Over 150 predator traps 'systematically tampered with': DOC

Traps have been blocked in the Mt Aspiring National Park. Photo: DOC
Traps have been blocked in the Mt Aspiring National Park. Photo: DOC
More than 150 predator traps to protect native species in Mt Aspiring National Park have been systematically tampered with, the Department of Conservation said today.

In early January, high trapping lines between Dart Valley and the west Matukituki Valley were checked and found the entrances to all 45 traps blocked off by strategically placed rocks, DOC said in a release.

All the traps from Shelter Rock hut to Dart hut down the Rees Valley had also been triggered, or had rocks placed in front of their doors, staff later found.

“This means someone has made the effort to disarm more than 150 remote traps in total across two locations,” DOC Operations manager Whakatipu David Butt said.

“At this time of the year this line of traps catches numerous predators, including stoats.

“This is a critical time to have protection for native species through trapping. The people who have done this to the traps will be responsible for an increase in the death of many individuals from our taonga species.”  

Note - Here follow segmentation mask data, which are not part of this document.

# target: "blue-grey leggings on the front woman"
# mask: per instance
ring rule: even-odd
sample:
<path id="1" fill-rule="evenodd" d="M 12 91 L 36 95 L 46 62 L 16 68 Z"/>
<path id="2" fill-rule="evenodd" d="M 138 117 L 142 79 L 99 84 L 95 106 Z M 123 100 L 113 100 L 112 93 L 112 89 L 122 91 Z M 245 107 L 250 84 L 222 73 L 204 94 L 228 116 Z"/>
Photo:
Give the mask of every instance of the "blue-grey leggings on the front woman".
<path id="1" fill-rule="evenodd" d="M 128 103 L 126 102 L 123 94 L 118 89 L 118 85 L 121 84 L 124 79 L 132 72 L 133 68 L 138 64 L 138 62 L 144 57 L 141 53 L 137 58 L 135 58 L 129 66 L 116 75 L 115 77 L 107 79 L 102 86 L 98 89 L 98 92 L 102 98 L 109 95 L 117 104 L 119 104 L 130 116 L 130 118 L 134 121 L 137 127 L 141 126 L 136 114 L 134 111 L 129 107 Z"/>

Stoats are the number one killer of many of New Zealand’s endangered native species. They are an introduced species.

“We have a team of hardworking DOC rangers, Southern Lakes Sanctuary staff and volunteers who put in a lot of hard graft to ensure our trapping network is effective,” Butt said.

“It is very concerning someone – or potentially several people - covered challenging terrain and clambered through bush to find these traps and block them off so predators cannot enter. It means we will see an increase in predators.”

DOC’s Takahē Recovery Group is working to establish a new population of the birds on and around Mt Aspiring. There are concerns those birds will be at risk if traps in the area are found to be compromised as well.  

DOC said trapping is considered a humane method of removing introduced predators from National Parks to protect native birds, lizards, and invertebrates.

It added that nature in New Zealand is unique and special. Most of it is only found here, and evolved without the introduced predators DOC and other conservation organisations strive to control.

Once our species are gone from here, they’re gone from everywhere, DOC said.